Noeud:What Gperf is, Noeud « Next »:, Noeud « Previous »:Looking for Keywords, Noeud « Up »:Scanning with Gperf



What Gperf is

Gperf is a generator of small and fast recognizers for compile-time fixed sets of keywords. Unless specified differently through command line options, the result is C code consisting of a static hash table and a hash function optimized for a given set of keywords. There is no restriction on the use of its output, v.g., no license is imposed on its output.

This recognizer is typically used to discriminate reserved words from identifiers in compilers. The GNU Compiler Collection to GCC (FIXME: ref to GCC.), GCC, uses it at least for Ada, C, C++, Chill, Java, Modula 2, Modula 3, Objective C, and Pascal. GNU Indent also bases its keyword recognition on Gperf, but its uses are not limited to programming languages. For instance makeinfo, the Texinfo to Info translator, uses it to recognize its directives. Finally, it proves itself useful for handling sets of options, especially because it provides a very convenient interface --performance is less likely to matter. For instance GNU a2ps uses Gperf to read its configuration files, GNU Libiconv, the GNU character set conversion library, uses Gperf to resolve more than three hundred aliases such as 11 different names for ASCII.

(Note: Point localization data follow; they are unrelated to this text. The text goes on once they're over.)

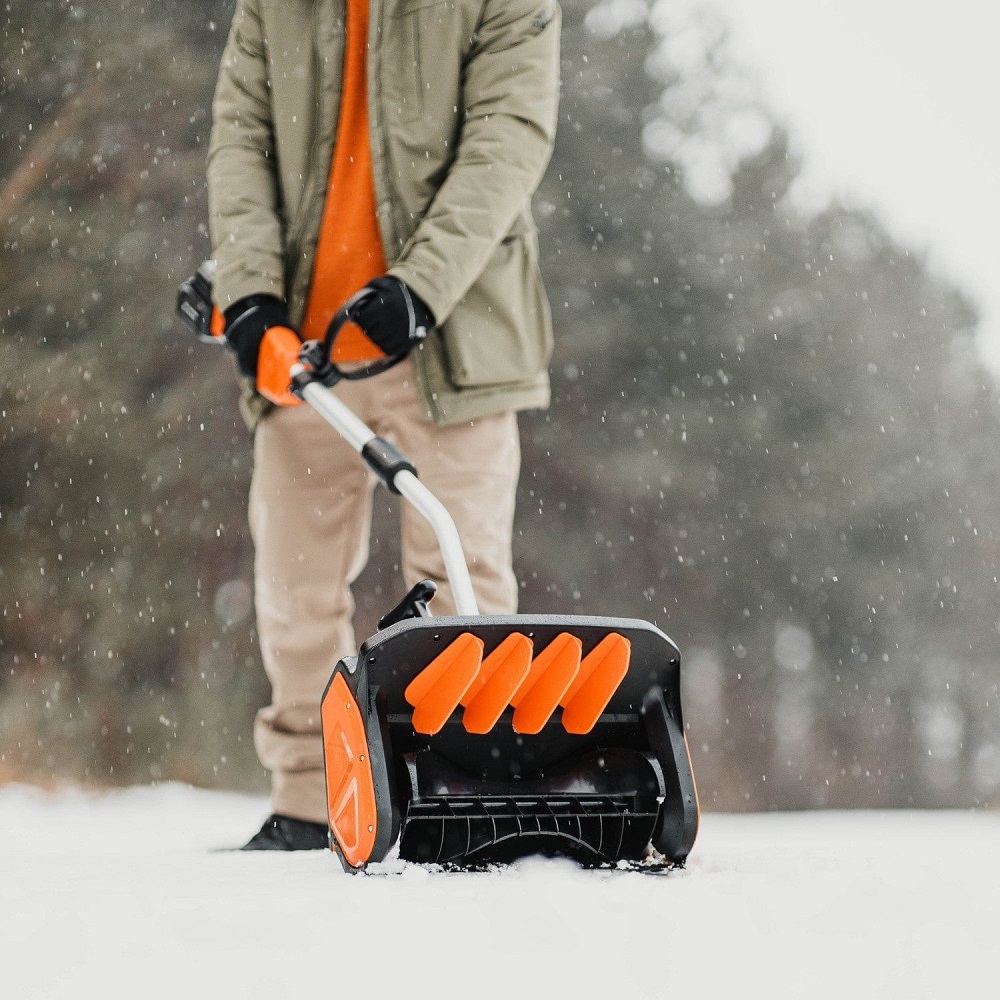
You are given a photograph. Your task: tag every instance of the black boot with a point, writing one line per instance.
(282, 833)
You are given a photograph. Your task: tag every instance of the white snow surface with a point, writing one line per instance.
(125, 894)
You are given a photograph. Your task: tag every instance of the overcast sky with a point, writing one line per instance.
(894, 104)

A hash function is a fast function which maps any member of a k element user-specified keyword set K onto an integer range 0..n - 1. The result integer, called hash code, is then used as an index into an n element table containing the keywords, sorted according to their hash code.

A hash function is perfect if no two keywords have the same hash code, in other words if the result hash table is collision-free. This means that at runtime time cost is reduced to the minimum: examining a single string at runtime suffices. For perfect hash table, we have n >= k. A hash function is minimal when its space cost is reduced to the minimum: n = k.

Usually time optimality is more important than space optimality, and fortunately it is easier to generate perfect hash functions than minimal perfect hash functions. Moreover, non-minimal perfect hash functions frequently execute faster than minimal ones in practice. This phenomenon occurs since searching a sparse keyword table increases the probability of locating a "null" entry, thereby reducing string comparisons. gperf's default behavior generates near-minimal perfect hash functions for keyword sets. However, gperf provides many options that permit user control over the degree of minimality and perfection.